1.0
Introduction
Network technologies have helped to lower many
of the geographical barriers that impede access to information resources, but
other obstacles have appeared in their place: one is the heterogeneous use of
resource descriptions; another, more serious, is the lack of resource
description at all.
Resource description varies depending on the
structure, type and content of resources; it also varies with the interests of
the information keepers responsible for the management of these resources. A
further consideration in resource discovery is the cross-domain information
needs of users who require access to information about relevant resources
irrespective of where they are located, how they have been stored or by whom.

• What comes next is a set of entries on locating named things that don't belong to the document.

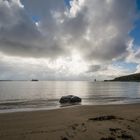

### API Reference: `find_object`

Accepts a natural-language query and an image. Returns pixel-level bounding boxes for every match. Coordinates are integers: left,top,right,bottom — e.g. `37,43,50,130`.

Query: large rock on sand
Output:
59,95,81,104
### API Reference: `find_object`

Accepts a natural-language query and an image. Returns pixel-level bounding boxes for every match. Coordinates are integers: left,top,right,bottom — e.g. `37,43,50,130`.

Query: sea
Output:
0,81,140,113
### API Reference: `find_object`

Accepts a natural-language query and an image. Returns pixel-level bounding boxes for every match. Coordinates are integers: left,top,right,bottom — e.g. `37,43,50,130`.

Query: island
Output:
104,73,140,82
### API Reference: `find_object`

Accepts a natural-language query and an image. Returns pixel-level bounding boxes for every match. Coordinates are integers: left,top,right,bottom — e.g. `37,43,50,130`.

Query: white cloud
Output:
0,0,139,78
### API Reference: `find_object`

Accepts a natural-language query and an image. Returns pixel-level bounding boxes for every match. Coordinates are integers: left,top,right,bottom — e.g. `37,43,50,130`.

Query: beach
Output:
0,104,140,140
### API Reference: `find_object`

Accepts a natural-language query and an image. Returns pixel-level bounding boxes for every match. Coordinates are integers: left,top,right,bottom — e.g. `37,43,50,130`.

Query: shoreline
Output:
0,103,140,140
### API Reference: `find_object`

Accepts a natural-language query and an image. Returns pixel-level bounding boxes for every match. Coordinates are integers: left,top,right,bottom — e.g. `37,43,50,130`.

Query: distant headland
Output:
104,73,140,82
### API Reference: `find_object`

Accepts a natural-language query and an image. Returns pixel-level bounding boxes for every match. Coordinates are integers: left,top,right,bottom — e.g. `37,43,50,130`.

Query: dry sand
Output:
0,104,140,140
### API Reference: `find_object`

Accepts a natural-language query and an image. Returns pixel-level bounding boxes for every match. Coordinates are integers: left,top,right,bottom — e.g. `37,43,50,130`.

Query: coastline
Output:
0,104,140,140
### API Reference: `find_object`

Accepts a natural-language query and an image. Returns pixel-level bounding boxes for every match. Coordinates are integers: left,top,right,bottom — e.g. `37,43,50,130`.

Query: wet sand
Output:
0,104,140,140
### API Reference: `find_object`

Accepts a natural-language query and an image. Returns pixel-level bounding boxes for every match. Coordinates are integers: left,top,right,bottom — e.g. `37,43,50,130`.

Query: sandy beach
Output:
0,104,140,140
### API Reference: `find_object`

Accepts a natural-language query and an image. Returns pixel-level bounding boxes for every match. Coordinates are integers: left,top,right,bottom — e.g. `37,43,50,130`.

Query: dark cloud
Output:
0,0,139,80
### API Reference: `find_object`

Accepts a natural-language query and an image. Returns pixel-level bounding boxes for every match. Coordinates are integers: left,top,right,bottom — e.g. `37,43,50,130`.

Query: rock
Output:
59,95,81,104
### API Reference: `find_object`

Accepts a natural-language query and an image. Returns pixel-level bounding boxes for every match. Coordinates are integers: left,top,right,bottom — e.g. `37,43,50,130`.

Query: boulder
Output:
59,95,81,104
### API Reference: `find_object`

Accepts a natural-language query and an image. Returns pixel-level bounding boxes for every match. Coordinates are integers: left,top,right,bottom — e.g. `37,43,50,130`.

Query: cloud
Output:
0,0,139,77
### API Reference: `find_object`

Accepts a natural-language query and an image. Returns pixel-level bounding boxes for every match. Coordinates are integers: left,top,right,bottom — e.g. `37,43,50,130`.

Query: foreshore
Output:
0,104,140,140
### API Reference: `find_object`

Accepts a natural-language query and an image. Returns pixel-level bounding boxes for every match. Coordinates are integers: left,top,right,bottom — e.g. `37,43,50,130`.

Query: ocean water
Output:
0,81,140,113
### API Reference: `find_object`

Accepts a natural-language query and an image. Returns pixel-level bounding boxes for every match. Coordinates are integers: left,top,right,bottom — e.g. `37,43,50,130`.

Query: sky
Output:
0,0,140,80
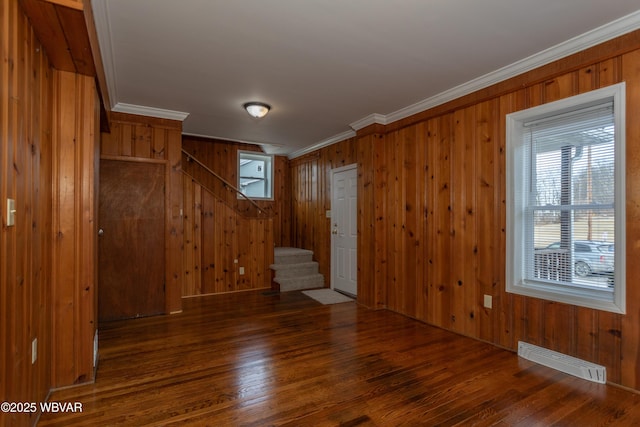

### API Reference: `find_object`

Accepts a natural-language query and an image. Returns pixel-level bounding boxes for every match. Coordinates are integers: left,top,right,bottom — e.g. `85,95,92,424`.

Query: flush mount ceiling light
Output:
243,102,271,119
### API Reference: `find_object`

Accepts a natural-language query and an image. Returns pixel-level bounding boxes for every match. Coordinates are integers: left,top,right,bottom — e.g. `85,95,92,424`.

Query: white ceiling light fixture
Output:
243,102,271,119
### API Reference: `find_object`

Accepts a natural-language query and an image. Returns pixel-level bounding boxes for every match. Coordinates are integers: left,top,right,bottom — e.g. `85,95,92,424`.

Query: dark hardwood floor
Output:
38,291,640,426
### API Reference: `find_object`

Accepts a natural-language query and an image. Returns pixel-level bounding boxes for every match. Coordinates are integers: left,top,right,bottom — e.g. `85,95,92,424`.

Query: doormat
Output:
302,288,354,304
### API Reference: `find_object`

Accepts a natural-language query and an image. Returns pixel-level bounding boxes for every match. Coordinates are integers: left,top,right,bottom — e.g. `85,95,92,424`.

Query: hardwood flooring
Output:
38,291,640,426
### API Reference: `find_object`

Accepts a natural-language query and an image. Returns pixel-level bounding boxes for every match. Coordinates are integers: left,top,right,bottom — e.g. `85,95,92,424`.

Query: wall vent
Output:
518,341,607,384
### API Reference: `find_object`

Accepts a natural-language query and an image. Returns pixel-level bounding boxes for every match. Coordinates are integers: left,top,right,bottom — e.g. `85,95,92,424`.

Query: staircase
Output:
270,248,324,292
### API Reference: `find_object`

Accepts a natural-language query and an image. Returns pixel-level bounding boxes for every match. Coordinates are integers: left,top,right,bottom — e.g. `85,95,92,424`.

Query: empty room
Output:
0,0,640,427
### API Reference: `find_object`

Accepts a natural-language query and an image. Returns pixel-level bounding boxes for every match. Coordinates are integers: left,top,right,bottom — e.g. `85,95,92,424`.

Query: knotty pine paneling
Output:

With the current enabling technology, the more complex needs of users nowadays
can be met: querying more than one domain-specific information system in
parallel while information managers seek to have a system that enables access to
separately managed collections in-house. Example of initiatives that have been
developed to encourage timely dissemination of scholarly information is the Open
Archive Initiative (OAI)
To meet such information demands, a framework
needs to be developed that would allow users to access information regardless of
the above-mentioned barriers while giving the managers better control of
information management and preservation. One main step forward in the
development of such a framework, is the creation of a low barrier metadata
format that allows for interoperability between cross-domain information
systems. The Dublin Core initiative is a potential example of such a format; the
initiative has many positive characteristics that distinguish it as a prime
candidate for resource description for the primary goal of electronic resource
discovery.
The Open Archives Initiative (OAI) develops and
promotes interoperability standards that aim to facilitate the efficient
dissemination of content. The OAI approach of interoperability attempts to
combine the best of library and Internet techniques into a new model of
accessing resources. It has adopted a low-barrier interoperability solution
known as metadata harvesting, which allows content providers to expose
their metadata via an open interface. The open interface prescribes to
Unqualified Dublin Core Metadata set.This report outlines a proposed metadata
framework for resource discovery of agricultural resources, and in particular to
describe documents and document-like resources in agricultural sciences. The
project lies within the framework of a wider and more comprehensive project
proposal that promotes a metadata set of core elements and qualifiers that are
generic to the description of agricultural resources, mainly project and
document resources. The overall work is the result of a collaborative effort
between a number of partners in the agricultural community and the World
Agricultural Information Centre of FAO. The endeavour is formally referred to as
the "Agricultural Metadata Standards Initiative". It is based upon the elements
and qualifiers of the Dublin Core Metadata Initiative (DCMI). The report first provides the overall context
for the metadata framework; why the standard is
needed; how the work was done, and then offers
thoughts on the way forward from here. Annex 1 provides the elements and
qualifiers of the proposed standard presented in a hierarchical structure. The
hierarchical structure offers a flexible framework to implement the proposed
standard at different levels of granularity, depending on the how rich each
metadata source are. In its simplest form, metadata can even be supplied at the
most general level of 13 core fields.